きちんとお座りして待っているうずらの姿が視界に入ると、「遊ばなきゃいけない」という使命感が頭を擡げてくるのだ。

視線を感じて見れば、扉の影から顔を半分出したうずらが私を見ている。
何かしなきゃいけないと焦る。
つまり、私が奴隷体質であるのを見抜かれたのだと思う。

それから幾つかの遊びが流行しては廃れていった。

家中の隙間という隙間にぴよちゃんを隠し、私に捜させる遊び。

ぴよちゃんを椅子の脚の間へデコピンで飛ばす私を眺める遊び。

ぴよちゃんを階段の上から投げ、取ってくる私を見物する遊び。

どれもこれも私がいかに自分の言うことを聞くのか、試しているような遊びだ。
ちょっと書いてて涙が滲んで来た。

私は長年、昼食を取ったら昼寝するという習慣があるのだが(早起きだから眠くなるんですよ。オマ優雅な生活してんなとか、殴らないで下さい。勘弁して下さい)ベッドに仰向けに寝転がると、どこからともなくうずらが現れる。
そして、脚の間か左腕と左脇の間という、絶妙なポジションに収まる。

猫的に最高ポジなのかもしれないが、ヒトは辛い。
ちょっと場所をずれて貰おうとすると噛まれる。うずらが完全に寝付くまでは動いてはいけないのだ。
私はひたすら耐え、気絶するような数十分の睡眠を経た後、うずらが寝ているのを確認し、そうっと起こさないように抜け出す。
辛い。
昼寝が既に修業だ。

夜は夜で、犬と猫にサンドウィッチされうっすいハムみたいになって眠る。
私は小柄なくせにセミダブルロングというほんのりでかいベッドで寝ているのだが、何故か犬も猫も真ん中に寝ようとするので、私は端っこに追いやられる。
どんなにベッドがでかくても無意味だ。

何故だ。
せめて一匹は隣で同条件のベッドに寝ているクマの方へ行けばいいと思うのに、どちらも行かない。
何故だ。

そんな暮らしの中でSNSなどを見てふと妄想することがあった。

多頭飼いをしているお宅でしあわせそうに寄り添って眠る猫たち。
もしかすると、うずらも仲間が出来たらこんな風に一緒に寝たりするのではないか。
うちにいるのは犬だけだから(しかも頑固なじいさん柴犬だから)、私に執着するのではないか。

愛を分散させることが出来たなら。

ほんのり抱いていた妄想が現実となる日は、突然、やって来た。

さわりは「骨が折れた。

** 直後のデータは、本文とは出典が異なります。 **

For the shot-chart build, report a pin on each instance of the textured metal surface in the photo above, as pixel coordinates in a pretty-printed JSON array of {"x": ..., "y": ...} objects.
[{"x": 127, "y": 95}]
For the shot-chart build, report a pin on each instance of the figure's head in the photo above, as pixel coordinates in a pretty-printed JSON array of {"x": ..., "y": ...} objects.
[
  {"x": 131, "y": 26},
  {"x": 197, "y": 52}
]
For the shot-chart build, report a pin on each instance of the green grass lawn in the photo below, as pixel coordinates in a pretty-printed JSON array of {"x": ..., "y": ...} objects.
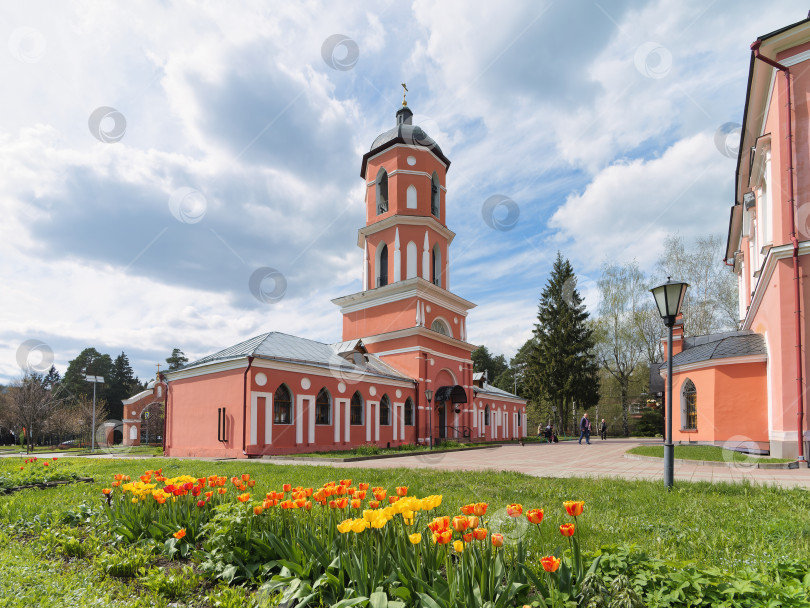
[
  {"x": 730, "y": 526},
  {"x": 704, "y": 452}
]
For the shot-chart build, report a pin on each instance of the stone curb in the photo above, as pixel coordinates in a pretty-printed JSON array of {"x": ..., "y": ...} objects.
[
  {"x": 713, "y": 463},
  {"x": 378, "y": 457}
]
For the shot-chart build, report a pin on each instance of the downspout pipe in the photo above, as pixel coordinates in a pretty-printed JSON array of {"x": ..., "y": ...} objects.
[
  {"x": 244, "y": 407},
  {"x": 795, "y": 242}
]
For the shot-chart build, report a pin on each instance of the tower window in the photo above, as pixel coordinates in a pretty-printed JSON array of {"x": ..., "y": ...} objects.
[
  {"x": 435, "y": 195},
  {"x": 382, "y": 192}
]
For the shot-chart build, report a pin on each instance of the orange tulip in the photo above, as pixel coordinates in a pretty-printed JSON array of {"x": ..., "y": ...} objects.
[
  {"x": 460, "y": 523},
  {"x": 535, "y": 516},
  {"x": 574, "y": 507}
]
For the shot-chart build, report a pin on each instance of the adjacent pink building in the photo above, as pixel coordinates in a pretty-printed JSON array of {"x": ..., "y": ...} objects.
[
  {"x": 404, "y": 334},
  {"x": 748, "y": 388}
]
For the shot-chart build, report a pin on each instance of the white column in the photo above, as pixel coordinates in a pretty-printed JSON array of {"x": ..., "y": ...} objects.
[
  {"x": 426, "y": 259},
  {"x": 336, "y": 419},
  {"x": 299, "y": 420},
  {"x": 365, "y": 265},
  {"x": 347, "y": 408},
  {"x": 397, "y": 258},
  {"x": 311, "y": 430}
]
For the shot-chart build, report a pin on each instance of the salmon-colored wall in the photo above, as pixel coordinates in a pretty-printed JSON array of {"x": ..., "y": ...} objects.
[
  {"x": 731, "y": 404},
  {"x": 395, "y": 159},
  {"x": 191, "y": 416}
]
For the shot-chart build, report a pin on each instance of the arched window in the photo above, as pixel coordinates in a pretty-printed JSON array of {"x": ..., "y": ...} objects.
[
  {"x": 356, "y": 415},
  {"x": 323, "y": 408},
  {"x": 282, "y": 406},
  {"x": 408, "y": 412},
  {"x": 410, "y": 262},
  {"x": 435, "y": 195},
  {"x": 382, "y": 265},
  {"x": 436, "y": 275},
  {"x": 382, "y": 192},
  {"x": 385, "y": 410},
  {"x": 410, "y": 197},
  {"x": 440, "y": 326},
  {"x": 689, "y": 405}
]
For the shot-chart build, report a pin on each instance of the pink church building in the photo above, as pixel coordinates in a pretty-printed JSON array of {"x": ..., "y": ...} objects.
[
  {"x": 403, "y": 372},
  {"x": 747, "y": 389}
]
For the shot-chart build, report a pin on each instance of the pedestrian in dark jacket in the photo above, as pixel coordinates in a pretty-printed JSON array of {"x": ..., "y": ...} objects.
[{"x": 585, "y": 429}]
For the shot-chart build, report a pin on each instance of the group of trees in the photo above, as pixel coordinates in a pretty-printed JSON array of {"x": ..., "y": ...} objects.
[
  {"x": 574, "y": 362},
  {"x": 48, "y": 408}
]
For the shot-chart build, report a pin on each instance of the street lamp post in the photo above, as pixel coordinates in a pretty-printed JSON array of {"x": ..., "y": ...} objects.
[
  {"x": 429, "y": 397},
  {"x": 668, "y": 298},
  {"x": 95, "y": 380}
]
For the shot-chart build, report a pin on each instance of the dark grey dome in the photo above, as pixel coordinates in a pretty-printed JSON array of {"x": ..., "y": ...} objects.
[
  {"x": 409, "y": 134},
  {"x": 403, "y": 133}
]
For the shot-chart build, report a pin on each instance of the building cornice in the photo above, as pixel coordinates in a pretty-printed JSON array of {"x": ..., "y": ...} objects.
[
  {"x": 418, "y": 331},
  {"x": 404, "y": 220},
  {"x": 775, "y": 254},
  {"x": 415, "y": 287},
  {"x": 688, "y": 367}
]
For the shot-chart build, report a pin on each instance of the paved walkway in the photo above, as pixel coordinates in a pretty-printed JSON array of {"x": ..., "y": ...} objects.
[{"x": 569, "y": 459}]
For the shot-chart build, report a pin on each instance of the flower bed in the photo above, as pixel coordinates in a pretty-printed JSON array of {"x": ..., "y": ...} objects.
[{"x": 349, "y": 544}]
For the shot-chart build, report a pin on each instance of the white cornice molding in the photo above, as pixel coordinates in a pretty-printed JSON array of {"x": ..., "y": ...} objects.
[
  {"x": 774, "y": 256},
  {"x": 421, "y": 332},
  {"x": 416, "y": 287},
  {"x": 404, "y": 220},
  {"x": 688, "y": 367}
]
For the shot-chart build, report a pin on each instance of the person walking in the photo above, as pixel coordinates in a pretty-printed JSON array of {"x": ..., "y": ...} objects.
[{"x": 585, "y": 429}]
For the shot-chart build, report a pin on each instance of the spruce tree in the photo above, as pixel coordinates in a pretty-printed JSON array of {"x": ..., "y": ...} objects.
[{"x": 562, "y": 368}]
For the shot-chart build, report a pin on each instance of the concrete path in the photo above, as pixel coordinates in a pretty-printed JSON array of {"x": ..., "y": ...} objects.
[{"x": 569, "y": 459}]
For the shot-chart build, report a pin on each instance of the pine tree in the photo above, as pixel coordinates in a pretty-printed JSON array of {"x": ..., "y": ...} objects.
[
  {"x": 562, "y": 368},
  {"x": 177, "y": 359}
]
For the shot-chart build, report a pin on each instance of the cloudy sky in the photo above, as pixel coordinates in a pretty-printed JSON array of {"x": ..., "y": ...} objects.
[{"x": 158, "y": 159}]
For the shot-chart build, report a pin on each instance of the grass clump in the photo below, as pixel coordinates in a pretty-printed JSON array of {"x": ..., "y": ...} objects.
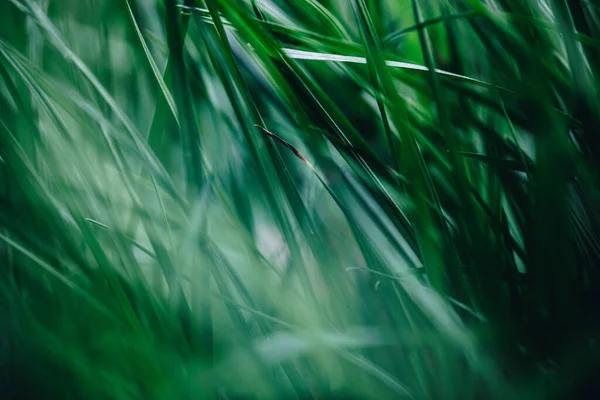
[{"x": 307, "y": 199}]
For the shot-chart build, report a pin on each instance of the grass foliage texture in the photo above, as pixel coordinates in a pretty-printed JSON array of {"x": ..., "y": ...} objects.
[{"x": 299, "y": 199}]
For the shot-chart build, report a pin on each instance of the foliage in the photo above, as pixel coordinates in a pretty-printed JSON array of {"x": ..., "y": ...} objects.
[{"x": 299, "y": 199}]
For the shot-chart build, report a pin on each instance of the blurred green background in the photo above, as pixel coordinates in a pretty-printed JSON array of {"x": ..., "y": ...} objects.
[{"x": 304, "y": 199}]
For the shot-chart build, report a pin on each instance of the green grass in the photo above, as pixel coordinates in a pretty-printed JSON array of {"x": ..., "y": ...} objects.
[{"x": 299, "y": 199}]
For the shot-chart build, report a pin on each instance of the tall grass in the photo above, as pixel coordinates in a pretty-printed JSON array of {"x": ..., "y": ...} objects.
[{"x": 299, "y": 199}]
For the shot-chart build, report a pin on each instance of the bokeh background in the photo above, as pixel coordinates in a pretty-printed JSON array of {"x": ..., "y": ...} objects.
[{"x": 299, "y": 199}]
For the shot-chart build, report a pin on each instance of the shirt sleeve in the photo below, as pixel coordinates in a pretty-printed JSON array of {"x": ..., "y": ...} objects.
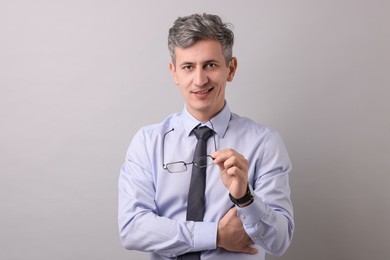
[
  {"x": 269, "y": 219},
  {"x": 140, "y": 226}
]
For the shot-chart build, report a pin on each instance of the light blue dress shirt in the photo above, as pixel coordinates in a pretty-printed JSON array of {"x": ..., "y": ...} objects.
[{"x": 152, "y": 201}]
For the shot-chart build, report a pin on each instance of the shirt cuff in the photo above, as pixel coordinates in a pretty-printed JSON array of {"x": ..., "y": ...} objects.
[
  {"x": 205, "y": 236},
  {"x": 249, "y": 215}
]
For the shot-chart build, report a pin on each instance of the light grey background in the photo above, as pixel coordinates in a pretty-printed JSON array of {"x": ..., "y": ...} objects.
[{"x": 78, "y": 78}]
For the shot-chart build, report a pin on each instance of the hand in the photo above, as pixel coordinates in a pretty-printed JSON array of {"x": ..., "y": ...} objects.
[
  {"x": 234, "y": 171},
  {"x": 232, "y": 236}
]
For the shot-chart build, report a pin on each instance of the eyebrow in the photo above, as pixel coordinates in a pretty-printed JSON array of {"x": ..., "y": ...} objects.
[{"x": 204, "y": 62}]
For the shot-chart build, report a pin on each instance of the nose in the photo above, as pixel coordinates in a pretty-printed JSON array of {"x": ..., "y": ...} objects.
[{"x": 200, "y": 77}]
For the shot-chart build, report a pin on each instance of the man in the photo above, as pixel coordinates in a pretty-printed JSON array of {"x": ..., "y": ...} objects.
[{"x": 246, "y": 209}]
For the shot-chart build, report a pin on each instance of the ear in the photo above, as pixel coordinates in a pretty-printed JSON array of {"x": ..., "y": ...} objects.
[
  {"x": 232, "y": 69},
  {"x": 172, "y": 68}
]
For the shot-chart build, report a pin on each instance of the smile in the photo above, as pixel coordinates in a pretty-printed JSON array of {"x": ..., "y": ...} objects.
[{"x": 203, "y": 91}]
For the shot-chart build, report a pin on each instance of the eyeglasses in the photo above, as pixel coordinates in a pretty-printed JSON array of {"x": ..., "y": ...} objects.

」編をお読み頂きたいが、誓って言うならば、広島へ行く前は新しい子猫を迎えようとは微塵も思っていなかったのである。
だって、手が折れてたし。
さすがのおつむ弱い私でもそんな大それたことは思いつきもしなかった。
手が折れてたからね。

けれど、手が折れていても子猫は可愛かった…。(負け確)

惑わされまくり、連れて帰ることになった子猫は、広島からの帰り道「もみじ」と名付けられた。

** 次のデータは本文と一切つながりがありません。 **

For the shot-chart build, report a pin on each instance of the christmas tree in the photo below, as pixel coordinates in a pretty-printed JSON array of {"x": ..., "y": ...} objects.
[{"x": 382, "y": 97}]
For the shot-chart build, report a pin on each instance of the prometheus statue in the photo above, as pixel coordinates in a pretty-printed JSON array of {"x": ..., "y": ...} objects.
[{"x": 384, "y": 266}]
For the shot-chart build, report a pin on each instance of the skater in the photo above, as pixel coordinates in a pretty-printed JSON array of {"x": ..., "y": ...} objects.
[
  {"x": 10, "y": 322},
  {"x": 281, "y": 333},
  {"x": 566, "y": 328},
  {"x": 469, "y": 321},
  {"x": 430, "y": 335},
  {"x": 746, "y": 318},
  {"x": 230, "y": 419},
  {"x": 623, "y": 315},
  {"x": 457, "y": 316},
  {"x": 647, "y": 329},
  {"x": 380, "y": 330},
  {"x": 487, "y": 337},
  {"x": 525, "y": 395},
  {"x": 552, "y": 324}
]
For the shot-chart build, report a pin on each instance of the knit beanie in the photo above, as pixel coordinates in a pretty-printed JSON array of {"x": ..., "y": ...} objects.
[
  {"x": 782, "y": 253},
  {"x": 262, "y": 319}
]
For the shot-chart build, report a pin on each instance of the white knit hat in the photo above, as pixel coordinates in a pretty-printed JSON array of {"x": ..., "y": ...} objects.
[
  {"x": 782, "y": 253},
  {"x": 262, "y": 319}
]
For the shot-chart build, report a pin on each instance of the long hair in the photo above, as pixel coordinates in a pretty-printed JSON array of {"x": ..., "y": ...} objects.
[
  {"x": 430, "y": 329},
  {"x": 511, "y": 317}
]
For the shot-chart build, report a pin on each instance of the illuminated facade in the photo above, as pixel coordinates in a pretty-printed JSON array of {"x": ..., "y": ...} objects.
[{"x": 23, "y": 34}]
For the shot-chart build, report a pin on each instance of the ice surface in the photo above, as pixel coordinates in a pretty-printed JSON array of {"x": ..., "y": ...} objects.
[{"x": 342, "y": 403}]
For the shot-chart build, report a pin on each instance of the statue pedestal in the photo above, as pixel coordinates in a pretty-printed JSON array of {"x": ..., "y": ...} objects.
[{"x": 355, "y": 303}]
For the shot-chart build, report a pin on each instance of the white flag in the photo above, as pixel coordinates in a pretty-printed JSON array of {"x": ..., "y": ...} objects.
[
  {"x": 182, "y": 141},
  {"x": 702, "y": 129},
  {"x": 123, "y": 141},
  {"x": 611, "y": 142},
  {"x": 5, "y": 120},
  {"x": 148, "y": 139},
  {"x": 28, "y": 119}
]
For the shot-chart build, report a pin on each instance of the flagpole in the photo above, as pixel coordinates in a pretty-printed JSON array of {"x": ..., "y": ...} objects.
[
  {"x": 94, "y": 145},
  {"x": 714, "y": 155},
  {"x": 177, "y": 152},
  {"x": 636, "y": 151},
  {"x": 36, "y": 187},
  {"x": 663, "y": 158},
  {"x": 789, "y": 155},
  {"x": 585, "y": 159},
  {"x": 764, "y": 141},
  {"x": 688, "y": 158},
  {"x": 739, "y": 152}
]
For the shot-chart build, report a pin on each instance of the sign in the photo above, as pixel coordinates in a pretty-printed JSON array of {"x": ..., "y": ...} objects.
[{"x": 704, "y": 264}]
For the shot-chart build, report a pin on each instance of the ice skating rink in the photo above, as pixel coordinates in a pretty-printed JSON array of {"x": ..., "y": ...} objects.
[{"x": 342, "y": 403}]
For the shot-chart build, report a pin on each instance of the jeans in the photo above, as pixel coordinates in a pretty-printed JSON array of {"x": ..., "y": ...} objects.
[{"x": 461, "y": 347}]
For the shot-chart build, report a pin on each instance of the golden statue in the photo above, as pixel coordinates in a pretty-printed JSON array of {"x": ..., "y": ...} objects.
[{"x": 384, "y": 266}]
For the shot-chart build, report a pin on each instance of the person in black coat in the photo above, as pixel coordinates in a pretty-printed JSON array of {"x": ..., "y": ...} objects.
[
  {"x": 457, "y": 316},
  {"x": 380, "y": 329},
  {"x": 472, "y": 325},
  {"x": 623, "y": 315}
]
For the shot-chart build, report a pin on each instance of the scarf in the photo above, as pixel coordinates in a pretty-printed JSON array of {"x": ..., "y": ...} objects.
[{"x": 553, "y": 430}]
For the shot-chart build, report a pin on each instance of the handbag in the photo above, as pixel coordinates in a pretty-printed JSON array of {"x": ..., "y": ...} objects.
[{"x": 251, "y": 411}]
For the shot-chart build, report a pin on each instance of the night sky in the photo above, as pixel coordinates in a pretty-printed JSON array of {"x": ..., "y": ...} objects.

家に戻る前、子猫の為のケージやトイレ、他にも色々買い込みながら、うずらはどういう反応を見せるだろうかと心配していた。

仲良くしてくれるだろうか。
うずらと同じ女の子。
まだ二ヶ月という子猫だから母性が爆発したりしないだろうか。

いや、きっと母の気持ちになってくれる。
もう母性爆発でぺろぺろだ。

そんな夢を見たのは罪悪感が裏返っていたからかもしれない。

ここまで読んだ猫飼いの方なら、大抵想像がついてるだろう。

うずらの母性は爆発しなかった。

その反応は「信じていた夫の浮気を知った妻のそれ」だった。

「なにその子?誰?誰なの?なんでうちに入って来てんの?なんなの?ていうか何処行ってたの?いなくなってた詫びもしないで、この仕打ち?本気なの?」


あれは…?

扉の影から見つめるうずらに対し、もみじは臆することなく突っ込んでいこうとする。
シャーッと威嚇されても突っ込む。
犬は留守番のご褒美を要求する。
猫が二匹に増えたことに気づいていない。(いつ気づいたのか謎)

軽いカオスだ。


猫?そういや…なんか小さくなったような…いや小さいのが増えたんか?

それでも取っ組み合いの喧嘩になるとか、そういう大惨事は起きなかった。
犬は子猫とうずらの区別がついてなかったようだし、うずらは「あたしに近付くんじゃないわよ?この線から出ないでね!絶対、出ないでよ!線から出ないでって言ってんの!出ないでって…聞いてんの!?なんであたしの方がどかなきゃいけないのよっ…シャー!」というスタンスで子猫と接してくれていたので、争いにはならなかった。

半年以上、外界で勝手に生き抜いたうずらに対し、生後間もなく拾われ育てられたもみじは、同じ野良とは思えない差があった。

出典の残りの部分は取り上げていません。